Dropping this label collapses all per-core series into one series per node per mode.

Prometheus scrape_configs

scrape_configs:
  - job_name: node-exporter
    metric_relabel_configs:
      - action: labeldrop
        regex: 'cpu'

Grafana Alloy

prometheus.relabel "node_exporter" {
  forward_to = [prometheus.remote_write.default.receiver]

  rule {
    action = "labeldrop"
    regex  = "cpu"
  }
}

Scoping Warning

If you have a shared relabel pipeline that processes metrics from multiple sources (e.g., cAdvisor, DCGM exporter), make sure to scope the labeldrop to only node_exporter metrics. cAdvisor uses a cpu label on container_cpu_* metrics too, and dropping it there would break container-level CPU queries.

Impact

Scenario Before After Reduction
100 nodes × 64 cores × 8 modes 51,200 800 98.4%
100 nodes × 128 cores × 8 modes 102,400 800 99.2%

After dropping the cpu label, the formula becomes nodes × cpu_modes — so 100 nodes × 8 modes = 800 series.

Dashboard Query Update

The common CPU utilization query needs updating since it relied on the cpu label to count cores.

Before (relies on cpu label to count cores):

sum by (instance) (irate(node_cpu_seconds_total{mode!="idle"}[$__rate_interval]))
/ scalar(count(count(node_cpu_seconds_total) by (cpu)))

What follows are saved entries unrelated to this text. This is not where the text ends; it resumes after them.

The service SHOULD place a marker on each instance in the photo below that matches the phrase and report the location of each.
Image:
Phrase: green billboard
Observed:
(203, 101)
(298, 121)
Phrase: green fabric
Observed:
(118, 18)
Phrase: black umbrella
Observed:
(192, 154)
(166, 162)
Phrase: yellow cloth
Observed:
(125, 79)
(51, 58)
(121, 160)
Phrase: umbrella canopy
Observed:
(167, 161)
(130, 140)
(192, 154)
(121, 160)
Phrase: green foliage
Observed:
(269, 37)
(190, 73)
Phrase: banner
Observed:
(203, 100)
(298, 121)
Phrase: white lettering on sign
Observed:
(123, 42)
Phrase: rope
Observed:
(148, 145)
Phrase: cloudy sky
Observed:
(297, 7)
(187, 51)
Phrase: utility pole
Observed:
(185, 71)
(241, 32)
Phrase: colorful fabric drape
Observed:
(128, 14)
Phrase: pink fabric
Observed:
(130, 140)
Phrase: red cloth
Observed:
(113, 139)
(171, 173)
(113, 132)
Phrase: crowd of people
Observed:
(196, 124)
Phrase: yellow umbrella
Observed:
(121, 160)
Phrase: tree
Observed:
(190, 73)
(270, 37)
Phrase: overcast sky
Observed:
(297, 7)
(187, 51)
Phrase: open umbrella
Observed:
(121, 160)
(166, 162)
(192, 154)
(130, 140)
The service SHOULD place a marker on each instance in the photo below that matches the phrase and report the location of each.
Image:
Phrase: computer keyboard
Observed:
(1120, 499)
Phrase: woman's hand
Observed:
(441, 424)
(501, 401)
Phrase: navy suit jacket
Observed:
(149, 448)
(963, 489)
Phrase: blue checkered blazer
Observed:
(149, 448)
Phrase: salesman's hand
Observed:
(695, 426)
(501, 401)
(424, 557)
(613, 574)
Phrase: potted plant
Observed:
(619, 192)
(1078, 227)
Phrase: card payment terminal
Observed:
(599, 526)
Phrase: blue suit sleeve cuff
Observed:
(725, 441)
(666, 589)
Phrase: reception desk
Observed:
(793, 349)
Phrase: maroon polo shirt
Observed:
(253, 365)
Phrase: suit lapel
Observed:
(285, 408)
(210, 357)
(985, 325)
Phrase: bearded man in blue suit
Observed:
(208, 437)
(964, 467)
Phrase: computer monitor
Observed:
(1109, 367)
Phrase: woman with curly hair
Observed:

After (works without cpu label):

1 - (
  sum by (instance) (irate(node_cpu_seconds_total{mode="idle"}[$__rate_interval]))
  /
  sum by (instance) (irate(node_cpu_seconds_total[$__rate_interval]))
)

The new query calculates CPU utilization as 1 - idle_ratio, which works regardless of whether the cpu label exists. You can safely update dashboards before rolling out the labeldrop.

Bonus: Drop Unused CPU Modes

Most dashboards and alerts only care about user, system, idle, and maybe iowait. You can drop rarely-queried modes (steal, nice, softirq, irq) for another ~50% reduction on top of the label drop.

metric_relabel_configs:
  - source_labels: [__name__, mode]
    regex: 'node_cpu_seconds_total;(steal|nice|softirq|irq)'
    action: drop

This takes your 800 series (from the earlier example) down to ~400.